Market-Based Export Promotion and Not Just Supply-Based Export Promotion

o Looking at global value-chains to identify sweet-spots where Indian products can fit, apart from identifying any value-addition its existing products may need so that they do not become irrelevant in the fast-changing marketplace.

o India’s recent outreach to assist African countries has been more on the soft-development sectors like healthcare, education, etc. – where Africa needs critical help is an example to justify.

Streamlining the Infrastructure and Logistic Aspects

o India needs showcase-infrastructure like convention centres, that would help conduct sector-specific road-shows and help open up exports to more prospective buyers.

o There is also a need to reach out more to the business to consumer (B2C) setting.
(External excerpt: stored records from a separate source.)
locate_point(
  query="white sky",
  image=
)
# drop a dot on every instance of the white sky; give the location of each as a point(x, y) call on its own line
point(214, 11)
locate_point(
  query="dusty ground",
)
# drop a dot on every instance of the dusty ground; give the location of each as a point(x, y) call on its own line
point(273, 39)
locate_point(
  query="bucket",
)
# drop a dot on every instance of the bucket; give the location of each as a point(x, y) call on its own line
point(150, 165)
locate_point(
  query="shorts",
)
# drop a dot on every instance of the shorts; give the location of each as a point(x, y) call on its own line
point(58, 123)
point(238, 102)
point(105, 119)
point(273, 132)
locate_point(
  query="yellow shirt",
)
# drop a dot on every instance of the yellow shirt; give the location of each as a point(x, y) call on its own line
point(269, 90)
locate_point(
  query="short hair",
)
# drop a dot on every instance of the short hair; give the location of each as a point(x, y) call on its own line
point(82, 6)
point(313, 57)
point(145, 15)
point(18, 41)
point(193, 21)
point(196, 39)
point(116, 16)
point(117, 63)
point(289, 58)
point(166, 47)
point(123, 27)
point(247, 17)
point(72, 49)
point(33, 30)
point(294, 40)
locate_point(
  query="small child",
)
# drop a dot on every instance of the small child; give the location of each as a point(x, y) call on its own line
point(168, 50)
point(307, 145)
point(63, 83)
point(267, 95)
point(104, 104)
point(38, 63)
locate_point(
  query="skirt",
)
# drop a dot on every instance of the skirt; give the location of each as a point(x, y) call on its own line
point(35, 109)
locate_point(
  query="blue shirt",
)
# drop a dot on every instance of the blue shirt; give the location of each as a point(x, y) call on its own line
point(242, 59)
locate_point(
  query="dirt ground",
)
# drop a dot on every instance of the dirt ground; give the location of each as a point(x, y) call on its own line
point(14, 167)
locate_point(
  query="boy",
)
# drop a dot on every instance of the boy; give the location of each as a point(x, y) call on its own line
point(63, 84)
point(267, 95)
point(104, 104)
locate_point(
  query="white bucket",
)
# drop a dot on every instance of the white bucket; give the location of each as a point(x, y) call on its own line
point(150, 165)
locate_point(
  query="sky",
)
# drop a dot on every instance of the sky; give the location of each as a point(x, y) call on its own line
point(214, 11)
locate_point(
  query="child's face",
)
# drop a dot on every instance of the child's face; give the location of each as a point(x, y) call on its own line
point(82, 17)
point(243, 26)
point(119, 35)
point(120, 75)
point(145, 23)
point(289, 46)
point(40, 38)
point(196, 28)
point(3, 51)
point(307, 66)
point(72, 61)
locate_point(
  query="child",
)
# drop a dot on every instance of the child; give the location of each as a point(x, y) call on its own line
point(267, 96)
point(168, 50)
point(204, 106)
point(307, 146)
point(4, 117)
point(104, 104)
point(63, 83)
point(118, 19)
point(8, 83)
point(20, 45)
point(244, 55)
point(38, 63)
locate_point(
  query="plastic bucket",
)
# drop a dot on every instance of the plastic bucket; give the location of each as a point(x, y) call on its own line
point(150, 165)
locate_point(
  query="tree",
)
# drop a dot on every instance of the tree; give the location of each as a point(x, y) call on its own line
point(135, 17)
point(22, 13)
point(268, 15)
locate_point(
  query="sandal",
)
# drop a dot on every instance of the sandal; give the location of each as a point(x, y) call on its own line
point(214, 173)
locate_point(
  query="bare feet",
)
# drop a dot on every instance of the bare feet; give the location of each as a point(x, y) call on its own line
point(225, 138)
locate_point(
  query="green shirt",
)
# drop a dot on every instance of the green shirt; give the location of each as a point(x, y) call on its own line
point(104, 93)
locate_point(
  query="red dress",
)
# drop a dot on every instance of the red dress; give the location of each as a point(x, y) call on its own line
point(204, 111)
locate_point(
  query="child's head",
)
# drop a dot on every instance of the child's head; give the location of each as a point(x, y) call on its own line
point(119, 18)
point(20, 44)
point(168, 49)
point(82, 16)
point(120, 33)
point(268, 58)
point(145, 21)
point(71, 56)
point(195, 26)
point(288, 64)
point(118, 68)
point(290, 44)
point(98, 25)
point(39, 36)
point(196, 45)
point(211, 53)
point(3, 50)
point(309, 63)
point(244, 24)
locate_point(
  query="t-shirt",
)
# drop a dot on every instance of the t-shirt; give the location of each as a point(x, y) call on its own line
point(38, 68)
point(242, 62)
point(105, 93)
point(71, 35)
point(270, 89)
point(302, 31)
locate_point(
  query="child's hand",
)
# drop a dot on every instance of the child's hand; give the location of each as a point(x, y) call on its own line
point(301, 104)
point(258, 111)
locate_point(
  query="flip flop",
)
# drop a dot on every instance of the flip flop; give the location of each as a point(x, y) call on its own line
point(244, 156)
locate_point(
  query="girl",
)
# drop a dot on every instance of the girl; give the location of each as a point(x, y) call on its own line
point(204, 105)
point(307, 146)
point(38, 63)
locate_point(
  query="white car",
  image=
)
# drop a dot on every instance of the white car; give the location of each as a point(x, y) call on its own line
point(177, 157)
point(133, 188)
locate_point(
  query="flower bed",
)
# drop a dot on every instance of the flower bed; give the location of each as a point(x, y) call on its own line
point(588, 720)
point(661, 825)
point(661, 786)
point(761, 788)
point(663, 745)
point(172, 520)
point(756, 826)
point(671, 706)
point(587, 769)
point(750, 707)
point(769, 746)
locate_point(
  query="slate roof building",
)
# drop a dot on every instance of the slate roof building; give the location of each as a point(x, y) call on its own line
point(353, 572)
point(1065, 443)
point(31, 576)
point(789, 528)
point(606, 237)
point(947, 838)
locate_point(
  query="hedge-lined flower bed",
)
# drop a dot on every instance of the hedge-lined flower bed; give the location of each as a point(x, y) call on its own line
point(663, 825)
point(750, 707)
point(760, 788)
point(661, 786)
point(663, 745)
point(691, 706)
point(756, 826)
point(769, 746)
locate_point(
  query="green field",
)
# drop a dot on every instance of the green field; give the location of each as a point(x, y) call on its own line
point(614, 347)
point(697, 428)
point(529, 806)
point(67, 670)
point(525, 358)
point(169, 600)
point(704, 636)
With consumption migrating online, an e-business platform focusing on the MSME exporters could add value.

Identify Focused Products for Focused Markets

o There is a need to go back to the drawing board and identify specific products for specific markets, where India has the competency to deliver. Agriculture export is an example.

o With several countries in the Middle East being food importers and India focusing to improve its agriculture productivity, there is an opportunity for India to offer competitive and quality produce to the Middle East markets who currently import food from Europe, Africa, etc.

Way forward

• India needs to remove bottlenecks, capture the space vacated by China, integrate faster with the world and improve international competitiveness of its key exports.

• India must move fast to renew its stalled trade negotiations with the European Union and the ongoing dialogue in the Regional Comprehensive Economic Partnership (or RCEP, a proposed free trade pact between 16 Asia Pacific nations including India).